Cooking on charcoal

Cooking on charcoal

Like a Greek

We all love a bbq, but in Cyprus, as in Greece, it is not just an occasional party, it's a regular occurrence. Perhaps it's down to the weather or perhaps it's something in our blood. We just love meals cooked on charcoal. They can be for occasions with vast quantities of guests it can be for a few friends or even just for the family.

Most people here will own a barbecue - some a small one, some a big one. Many will have the extra accessory of a spit or for real luxury, a revolving spit.

Spend some time in Cyprus and you will surely catch the BBQ bug.

Here are some tips for perfect charcoal cooking:

  1. Have patience. You want to cook on white embers (a few red embers are ok) but not on flames. If you still have flames, you will set the fat from the meat alight and your meat will be greasy and black. You control the amount of heat by the height you have the meat above the embers.

  2. Cook meat long and slow – specially Pork and Chicken. But don't cook so long that the meat hardens and tastes like cardboard. When it comes to lamb, if you like it a bit pinky, you can cook a bit faster on a higher heat.

  3. If you have a spit, you don't have to limit yourself to souvla. You can cook a complete chicken or lamb or pork shoulder.

  4. Two pronged skewers are very useful if you want to grill seftalia. These do need good long slow cooking.

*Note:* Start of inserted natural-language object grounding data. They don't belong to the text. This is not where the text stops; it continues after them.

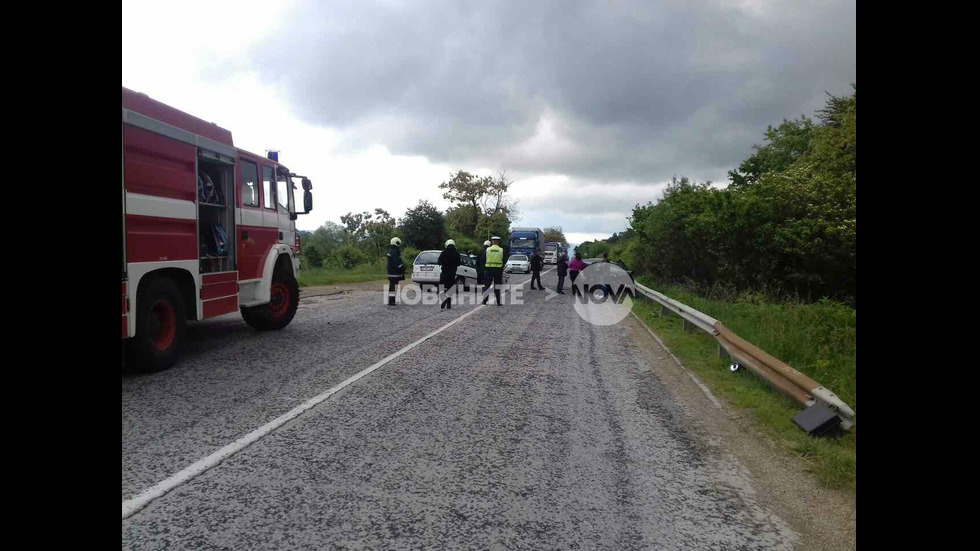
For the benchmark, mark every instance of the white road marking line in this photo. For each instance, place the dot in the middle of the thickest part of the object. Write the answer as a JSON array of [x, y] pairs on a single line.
[[693, 377], [141, 500]]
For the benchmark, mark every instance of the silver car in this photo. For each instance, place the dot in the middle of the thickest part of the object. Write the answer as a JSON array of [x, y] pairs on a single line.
[[518, 263], [427, 270]]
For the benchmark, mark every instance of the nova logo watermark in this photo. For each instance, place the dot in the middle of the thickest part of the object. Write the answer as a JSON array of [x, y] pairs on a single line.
[[603, 294]]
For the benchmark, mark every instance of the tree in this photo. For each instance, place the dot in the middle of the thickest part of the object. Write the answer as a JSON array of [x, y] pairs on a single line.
[[424, 227], [495, 224], [785, 144], [462, 219], [378, 231], [554, 235], [370, 231], [479, 203]]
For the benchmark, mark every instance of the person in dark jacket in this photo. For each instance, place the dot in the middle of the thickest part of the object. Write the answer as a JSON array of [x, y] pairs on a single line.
[[481, 263], [536, 262], [562, 270], [574, 267], [396, 270], [449, 260]]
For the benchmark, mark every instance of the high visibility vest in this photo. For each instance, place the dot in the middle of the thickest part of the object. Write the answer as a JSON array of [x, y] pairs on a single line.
[[495, 257]]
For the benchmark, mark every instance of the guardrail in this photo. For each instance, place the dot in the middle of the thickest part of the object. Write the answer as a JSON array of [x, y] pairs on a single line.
[[787, 380]]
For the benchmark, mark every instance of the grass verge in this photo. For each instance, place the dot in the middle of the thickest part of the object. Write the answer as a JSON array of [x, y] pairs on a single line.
[[819, 340], [330, 276]]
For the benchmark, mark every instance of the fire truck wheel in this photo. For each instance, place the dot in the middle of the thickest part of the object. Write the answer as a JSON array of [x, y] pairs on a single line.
[[160, 327], [283, 300]]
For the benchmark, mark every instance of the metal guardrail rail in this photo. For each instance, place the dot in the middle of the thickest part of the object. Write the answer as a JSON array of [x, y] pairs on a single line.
[[787, 380]]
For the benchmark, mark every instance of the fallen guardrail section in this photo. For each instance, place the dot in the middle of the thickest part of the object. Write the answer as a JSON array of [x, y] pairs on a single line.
[[787, 380]]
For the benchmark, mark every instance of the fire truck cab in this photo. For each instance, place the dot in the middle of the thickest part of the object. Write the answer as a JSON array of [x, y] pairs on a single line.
[[207, 229]]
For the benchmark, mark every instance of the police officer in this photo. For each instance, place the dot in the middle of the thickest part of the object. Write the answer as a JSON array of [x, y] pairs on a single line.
[[536, 263], [449, 260], [481, 263], [494, 266], [396, 270]]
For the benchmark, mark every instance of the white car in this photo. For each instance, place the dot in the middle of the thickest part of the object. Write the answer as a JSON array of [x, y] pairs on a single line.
[[427, 270], [518, 263]]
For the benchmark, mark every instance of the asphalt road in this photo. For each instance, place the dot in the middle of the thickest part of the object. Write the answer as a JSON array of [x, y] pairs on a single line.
[[520, 427]]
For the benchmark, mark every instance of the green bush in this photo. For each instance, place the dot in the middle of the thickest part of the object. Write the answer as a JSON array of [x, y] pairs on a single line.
[[349, 256]]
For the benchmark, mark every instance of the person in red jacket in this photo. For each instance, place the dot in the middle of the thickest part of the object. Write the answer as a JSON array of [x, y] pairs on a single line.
[[574, 267]]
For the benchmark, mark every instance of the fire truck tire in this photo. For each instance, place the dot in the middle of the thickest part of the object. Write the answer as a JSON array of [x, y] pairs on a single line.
[[284, 299], [160, 327]]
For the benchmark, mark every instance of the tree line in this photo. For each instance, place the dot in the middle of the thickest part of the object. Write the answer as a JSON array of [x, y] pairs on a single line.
[[480, 208], [786, 224]]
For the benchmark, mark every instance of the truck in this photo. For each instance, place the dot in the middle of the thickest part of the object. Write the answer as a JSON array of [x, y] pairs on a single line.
[[551, 252], [207, 229], [525, 241]]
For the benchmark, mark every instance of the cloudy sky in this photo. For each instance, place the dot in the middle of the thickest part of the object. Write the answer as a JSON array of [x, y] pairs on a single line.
[[590, 107]]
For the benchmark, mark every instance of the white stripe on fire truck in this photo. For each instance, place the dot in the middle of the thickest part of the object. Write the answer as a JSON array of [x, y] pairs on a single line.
[[162, 207]]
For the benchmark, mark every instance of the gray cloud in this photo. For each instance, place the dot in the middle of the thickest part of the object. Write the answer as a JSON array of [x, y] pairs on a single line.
[[633, 91]]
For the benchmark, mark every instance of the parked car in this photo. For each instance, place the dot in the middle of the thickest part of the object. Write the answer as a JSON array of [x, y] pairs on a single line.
[[518, 263], [427, 270]]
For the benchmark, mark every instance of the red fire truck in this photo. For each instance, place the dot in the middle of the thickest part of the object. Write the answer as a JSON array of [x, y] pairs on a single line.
[[207, 229]]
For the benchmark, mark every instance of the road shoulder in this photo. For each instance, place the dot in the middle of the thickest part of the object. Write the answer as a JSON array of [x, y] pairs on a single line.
[[826, 518]]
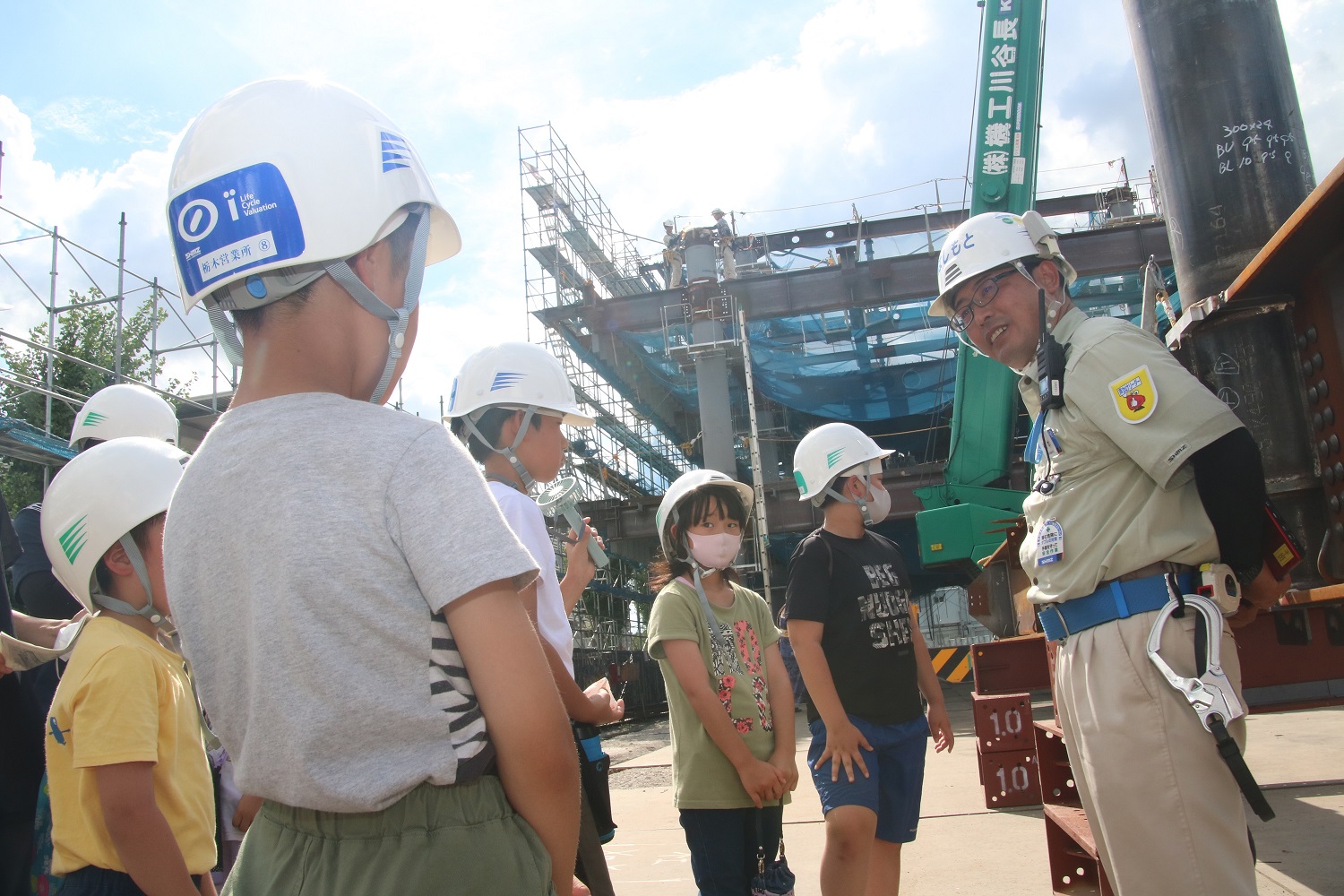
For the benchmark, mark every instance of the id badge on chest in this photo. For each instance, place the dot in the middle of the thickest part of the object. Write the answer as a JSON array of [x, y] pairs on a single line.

  5. For souvla, souvlaki and chops,marinating overnight in white or rose wine with herbs such as oregano will get your meat succulent and tender.

  6. When seasoning your meat do not salt till the last stages of cooking or the meat will harden.

  7. What about fish? Large flat fish such as sea bream are very tasty on charcoal. Here you want to cook fairly quickly on a high heat so that the flesh stays succulent and the skin separates and becomes easy to remove.